What this calculator does
This tool computes the combined (equivalent) inductance of two coils when they are connected in series and in parallel. It is pure electrical engineering, so it applies identically everywhere. The calculation assumes the two coils are not magnetically coupled (coupling coefficient k = 0), meaning mutual inductance is ignored.
How to use it
Enter the two inductance values L1 and L2, pick the unit they share (H, mH, uH or nH), and read the series result Ls and the parallel result Lp. Each L value is converted internally to henries (SI) for the math, then converted back to your chosen unit for display. The table also shows both results in SI henries.
The formulas explained
Inductors in series behave like resistors in series: the total is the sum, \(L_s = L_1 + L_2\). Inductors in parallel behave like resistors in parallel: \(L_p = (L_1 \times L_2) / (L_1 + L_2)\), equivalently \(1 / (1/L_1 + 1/L_2)\). The parallel result is always smaller than the smaller of the two inductors.
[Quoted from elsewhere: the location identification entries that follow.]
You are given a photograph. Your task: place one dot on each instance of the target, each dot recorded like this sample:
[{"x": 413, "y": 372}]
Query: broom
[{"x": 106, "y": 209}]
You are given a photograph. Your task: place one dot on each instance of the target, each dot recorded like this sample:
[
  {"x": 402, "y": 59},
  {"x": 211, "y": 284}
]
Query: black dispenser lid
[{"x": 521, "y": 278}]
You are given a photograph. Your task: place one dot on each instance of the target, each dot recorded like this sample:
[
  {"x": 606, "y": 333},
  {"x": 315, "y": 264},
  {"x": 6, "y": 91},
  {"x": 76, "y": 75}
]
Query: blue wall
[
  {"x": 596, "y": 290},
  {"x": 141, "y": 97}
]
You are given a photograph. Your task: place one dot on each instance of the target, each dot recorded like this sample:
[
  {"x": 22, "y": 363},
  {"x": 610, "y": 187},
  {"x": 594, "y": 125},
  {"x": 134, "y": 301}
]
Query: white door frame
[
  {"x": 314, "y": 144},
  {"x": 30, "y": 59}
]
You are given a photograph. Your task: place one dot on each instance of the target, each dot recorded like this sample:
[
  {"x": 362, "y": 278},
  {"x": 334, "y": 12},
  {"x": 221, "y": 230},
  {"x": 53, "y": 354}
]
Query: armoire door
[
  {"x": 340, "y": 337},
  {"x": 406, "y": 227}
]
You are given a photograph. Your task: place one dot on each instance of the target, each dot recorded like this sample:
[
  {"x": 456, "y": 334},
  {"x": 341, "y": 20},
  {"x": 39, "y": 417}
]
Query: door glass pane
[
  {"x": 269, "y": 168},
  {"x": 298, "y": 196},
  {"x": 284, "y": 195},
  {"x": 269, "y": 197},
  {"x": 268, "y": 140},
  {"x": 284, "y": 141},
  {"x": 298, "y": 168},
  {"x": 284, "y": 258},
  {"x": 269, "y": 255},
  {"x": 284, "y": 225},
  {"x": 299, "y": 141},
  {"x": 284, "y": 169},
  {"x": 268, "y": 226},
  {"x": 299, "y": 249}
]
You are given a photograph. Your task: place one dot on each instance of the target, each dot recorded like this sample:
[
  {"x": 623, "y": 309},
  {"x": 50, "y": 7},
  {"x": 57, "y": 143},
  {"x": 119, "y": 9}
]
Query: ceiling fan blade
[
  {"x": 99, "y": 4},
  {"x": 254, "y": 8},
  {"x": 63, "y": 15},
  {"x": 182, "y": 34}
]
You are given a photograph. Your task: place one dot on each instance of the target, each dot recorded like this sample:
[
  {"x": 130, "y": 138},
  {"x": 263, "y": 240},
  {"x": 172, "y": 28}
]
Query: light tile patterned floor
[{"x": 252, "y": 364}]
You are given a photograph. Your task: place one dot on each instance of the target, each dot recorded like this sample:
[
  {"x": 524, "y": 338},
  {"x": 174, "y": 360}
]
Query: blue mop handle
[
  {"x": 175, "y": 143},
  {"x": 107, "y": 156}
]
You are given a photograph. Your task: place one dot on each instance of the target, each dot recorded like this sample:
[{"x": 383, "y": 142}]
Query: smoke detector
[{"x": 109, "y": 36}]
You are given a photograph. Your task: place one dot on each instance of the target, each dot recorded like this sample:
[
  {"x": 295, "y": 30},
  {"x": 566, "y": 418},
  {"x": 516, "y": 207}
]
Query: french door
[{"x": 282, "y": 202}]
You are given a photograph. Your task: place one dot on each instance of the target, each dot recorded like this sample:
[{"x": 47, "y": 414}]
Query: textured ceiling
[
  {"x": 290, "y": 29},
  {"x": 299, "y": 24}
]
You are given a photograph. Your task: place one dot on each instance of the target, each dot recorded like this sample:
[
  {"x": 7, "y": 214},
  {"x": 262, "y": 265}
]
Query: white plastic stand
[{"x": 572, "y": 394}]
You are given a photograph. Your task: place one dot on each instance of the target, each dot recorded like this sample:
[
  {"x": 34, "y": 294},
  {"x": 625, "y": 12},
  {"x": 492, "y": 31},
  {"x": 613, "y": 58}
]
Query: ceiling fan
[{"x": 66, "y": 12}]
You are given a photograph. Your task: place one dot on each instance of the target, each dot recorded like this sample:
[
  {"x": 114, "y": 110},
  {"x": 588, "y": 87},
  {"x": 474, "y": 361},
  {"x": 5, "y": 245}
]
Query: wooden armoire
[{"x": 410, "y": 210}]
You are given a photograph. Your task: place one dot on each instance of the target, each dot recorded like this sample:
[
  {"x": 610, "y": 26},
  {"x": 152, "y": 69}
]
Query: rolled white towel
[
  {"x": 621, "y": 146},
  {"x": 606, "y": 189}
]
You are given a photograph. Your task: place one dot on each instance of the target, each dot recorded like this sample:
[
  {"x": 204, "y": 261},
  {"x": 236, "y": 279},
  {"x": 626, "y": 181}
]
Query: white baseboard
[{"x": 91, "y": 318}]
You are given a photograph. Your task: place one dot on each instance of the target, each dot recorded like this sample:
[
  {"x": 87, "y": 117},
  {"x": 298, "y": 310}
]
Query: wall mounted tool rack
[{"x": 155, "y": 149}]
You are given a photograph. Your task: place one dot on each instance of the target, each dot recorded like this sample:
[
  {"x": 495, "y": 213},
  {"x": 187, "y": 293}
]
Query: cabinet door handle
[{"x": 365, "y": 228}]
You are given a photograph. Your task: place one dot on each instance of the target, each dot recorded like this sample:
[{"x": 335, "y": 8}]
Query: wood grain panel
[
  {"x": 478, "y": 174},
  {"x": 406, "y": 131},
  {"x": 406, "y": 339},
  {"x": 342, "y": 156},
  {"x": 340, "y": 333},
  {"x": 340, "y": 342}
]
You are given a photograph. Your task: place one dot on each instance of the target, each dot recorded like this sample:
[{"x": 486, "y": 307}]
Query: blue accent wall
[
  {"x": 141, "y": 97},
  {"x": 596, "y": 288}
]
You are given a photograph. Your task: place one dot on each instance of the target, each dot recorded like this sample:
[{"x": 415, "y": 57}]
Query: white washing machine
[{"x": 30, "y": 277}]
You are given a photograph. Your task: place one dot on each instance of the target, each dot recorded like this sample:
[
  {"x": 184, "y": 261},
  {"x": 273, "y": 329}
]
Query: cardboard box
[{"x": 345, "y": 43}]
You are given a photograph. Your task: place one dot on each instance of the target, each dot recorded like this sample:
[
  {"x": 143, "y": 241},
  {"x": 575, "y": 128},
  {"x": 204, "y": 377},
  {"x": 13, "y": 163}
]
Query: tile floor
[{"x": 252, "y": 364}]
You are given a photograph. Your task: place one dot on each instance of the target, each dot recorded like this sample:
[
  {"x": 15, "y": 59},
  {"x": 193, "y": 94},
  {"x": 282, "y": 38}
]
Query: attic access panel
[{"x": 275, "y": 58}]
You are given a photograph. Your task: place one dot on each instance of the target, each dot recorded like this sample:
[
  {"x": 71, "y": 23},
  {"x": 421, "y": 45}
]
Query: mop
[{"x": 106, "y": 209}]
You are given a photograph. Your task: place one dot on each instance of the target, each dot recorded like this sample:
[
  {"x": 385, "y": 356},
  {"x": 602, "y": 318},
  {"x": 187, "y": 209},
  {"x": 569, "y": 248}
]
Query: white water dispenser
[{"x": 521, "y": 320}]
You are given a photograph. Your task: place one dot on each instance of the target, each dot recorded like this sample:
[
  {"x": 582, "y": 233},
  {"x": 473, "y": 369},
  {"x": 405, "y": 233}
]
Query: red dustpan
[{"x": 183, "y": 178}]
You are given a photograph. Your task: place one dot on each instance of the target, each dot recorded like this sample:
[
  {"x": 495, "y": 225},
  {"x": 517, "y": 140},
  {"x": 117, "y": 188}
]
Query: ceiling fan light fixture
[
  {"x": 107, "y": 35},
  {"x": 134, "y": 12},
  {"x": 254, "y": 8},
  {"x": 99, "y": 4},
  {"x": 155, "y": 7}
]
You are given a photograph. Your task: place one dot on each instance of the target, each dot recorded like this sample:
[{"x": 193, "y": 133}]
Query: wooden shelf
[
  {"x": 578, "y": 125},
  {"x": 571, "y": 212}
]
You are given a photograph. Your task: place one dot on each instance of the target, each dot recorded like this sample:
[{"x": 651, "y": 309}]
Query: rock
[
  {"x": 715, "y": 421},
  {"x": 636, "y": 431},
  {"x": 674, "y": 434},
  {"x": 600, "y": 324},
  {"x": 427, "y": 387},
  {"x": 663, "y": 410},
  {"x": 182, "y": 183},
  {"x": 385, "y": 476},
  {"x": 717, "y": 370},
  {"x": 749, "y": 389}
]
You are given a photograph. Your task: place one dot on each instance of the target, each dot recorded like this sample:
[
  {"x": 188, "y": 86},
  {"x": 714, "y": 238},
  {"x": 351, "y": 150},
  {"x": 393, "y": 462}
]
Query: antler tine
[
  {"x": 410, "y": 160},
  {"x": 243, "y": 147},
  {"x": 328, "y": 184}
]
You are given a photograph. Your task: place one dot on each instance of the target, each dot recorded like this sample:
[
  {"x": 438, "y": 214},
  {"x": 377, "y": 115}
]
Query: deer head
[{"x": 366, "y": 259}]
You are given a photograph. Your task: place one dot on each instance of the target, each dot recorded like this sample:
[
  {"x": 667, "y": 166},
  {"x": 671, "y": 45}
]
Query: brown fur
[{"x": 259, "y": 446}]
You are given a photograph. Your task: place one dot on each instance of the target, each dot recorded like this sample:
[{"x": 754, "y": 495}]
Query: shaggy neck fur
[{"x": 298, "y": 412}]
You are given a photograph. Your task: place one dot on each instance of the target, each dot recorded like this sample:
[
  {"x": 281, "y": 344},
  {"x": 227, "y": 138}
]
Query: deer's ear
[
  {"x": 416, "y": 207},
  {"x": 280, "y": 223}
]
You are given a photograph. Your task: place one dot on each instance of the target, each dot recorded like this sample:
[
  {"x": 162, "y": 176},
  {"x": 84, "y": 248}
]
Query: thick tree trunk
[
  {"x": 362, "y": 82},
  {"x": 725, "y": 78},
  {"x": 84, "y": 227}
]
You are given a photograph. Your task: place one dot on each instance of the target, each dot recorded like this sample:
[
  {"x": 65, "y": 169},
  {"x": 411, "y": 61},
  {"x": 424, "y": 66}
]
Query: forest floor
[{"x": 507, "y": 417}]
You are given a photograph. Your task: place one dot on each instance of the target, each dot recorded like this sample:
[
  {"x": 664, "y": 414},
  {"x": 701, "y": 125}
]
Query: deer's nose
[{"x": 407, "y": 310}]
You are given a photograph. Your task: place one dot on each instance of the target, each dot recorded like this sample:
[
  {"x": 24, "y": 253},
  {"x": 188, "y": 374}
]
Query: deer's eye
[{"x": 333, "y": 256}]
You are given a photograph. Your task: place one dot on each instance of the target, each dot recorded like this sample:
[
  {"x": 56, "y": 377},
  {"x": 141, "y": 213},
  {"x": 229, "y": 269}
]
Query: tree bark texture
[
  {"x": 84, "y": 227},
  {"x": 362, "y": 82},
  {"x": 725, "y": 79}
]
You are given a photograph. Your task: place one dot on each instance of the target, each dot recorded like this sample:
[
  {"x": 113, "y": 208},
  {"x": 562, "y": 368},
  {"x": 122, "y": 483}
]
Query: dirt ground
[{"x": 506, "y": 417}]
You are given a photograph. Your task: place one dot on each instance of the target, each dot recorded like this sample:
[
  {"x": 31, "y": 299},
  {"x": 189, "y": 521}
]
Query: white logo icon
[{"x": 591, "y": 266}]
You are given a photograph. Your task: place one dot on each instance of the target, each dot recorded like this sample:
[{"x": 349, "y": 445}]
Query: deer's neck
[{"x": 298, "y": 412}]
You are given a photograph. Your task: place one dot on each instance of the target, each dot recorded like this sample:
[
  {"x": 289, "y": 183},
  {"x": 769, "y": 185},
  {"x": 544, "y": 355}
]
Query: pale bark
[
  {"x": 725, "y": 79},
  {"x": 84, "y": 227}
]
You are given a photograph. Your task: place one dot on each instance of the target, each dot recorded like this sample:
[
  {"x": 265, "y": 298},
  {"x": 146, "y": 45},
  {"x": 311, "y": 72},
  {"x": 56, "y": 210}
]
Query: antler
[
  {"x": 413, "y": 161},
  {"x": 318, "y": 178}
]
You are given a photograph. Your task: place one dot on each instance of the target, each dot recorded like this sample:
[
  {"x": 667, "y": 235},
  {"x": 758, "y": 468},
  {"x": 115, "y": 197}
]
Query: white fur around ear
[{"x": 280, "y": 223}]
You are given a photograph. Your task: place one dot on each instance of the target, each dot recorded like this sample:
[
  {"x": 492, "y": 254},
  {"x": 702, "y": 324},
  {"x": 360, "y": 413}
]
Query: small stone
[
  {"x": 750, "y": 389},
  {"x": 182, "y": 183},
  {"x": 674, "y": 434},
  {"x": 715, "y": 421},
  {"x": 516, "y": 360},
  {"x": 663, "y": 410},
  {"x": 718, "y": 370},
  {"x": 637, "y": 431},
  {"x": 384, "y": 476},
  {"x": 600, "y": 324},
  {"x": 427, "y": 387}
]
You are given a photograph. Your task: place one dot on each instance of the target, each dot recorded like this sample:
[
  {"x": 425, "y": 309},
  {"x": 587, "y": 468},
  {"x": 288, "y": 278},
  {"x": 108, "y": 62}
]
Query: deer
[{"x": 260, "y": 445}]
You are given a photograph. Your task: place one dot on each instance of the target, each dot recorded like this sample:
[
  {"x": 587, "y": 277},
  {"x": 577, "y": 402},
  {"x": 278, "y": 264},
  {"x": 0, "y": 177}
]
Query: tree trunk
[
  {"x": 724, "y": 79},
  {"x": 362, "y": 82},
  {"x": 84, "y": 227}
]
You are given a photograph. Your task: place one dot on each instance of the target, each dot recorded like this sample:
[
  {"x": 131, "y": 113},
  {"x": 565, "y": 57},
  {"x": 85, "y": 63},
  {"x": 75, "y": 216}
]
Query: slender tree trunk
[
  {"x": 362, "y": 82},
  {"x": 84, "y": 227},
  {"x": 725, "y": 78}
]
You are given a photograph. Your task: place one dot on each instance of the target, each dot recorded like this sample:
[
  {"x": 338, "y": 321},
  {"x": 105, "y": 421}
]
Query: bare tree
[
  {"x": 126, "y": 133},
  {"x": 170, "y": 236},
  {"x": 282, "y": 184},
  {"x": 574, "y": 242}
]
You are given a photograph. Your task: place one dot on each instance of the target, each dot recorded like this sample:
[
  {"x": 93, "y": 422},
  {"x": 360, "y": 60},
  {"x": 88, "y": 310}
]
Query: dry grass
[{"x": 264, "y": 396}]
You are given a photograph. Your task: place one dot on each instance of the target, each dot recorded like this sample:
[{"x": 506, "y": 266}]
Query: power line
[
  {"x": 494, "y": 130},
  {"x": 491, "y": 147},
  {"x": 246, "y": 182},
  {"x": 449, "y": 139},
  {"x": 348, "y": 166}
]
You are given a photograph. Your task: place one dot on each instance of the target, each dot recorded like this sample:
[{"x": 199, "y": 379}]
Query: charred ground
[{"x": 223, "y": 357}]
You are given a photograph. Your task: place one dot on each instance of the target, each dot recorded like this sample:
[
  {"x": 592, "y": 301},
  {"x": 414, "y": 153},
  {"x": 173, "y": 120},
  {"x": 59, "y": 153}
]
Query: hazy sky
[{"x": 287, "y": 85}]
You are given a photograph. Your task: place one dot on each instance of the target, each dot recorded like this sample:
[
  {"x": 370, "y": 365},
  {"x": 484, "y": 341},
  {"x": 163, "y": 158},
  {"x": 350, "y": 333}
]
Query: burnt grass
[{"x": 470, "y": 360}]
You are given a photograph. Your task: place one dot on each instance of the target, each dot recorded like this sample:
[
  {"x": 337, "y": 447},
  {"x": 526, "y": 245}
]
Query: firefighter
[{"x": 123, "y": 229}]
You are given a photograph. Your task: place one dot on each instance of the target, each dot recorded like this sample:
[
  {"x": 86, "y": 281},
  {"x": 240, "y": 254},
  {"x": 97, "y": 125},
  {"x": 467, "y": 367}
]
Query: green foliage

$$L_{\text{series}} = \text{L}_1 + \text{L}_2$$$$L_{\text{parallel}} = \frac{\text{L}_1 \cdot \text{L}_2}{\text{L}_1 + \text{L}_2}$$
Worked example
Take L1 = 100 mH and L2 = 300 mH. In SI that is 0.100 H and 0.300 H. Series: $$L_s = 0.100 + 0.300 = 0.400 \text{ H} = \textbf{400 mH}.$$ Parallel: $$L_p = \frac{0.100 \times 0.300}{0.100 + 0.300} = \frac{0.03}{0.4} = 0.075 \text{ H} = \textbf{75 mH}.$$
FAQ
Does this include mutual inductance? No. It assumes k = 0. With coupling the formulas become \(L_s = L_1 + L_2 \pm 2M\) and a modified parallel expression.
What if one coil is 0 H? Series equals the other coil; parallel becomes 0, since an ideal 0 H inductor shorts the parallel branch.
Can I mix units? Both values use one shared unit. Convert one value first if your coils are specified in different units.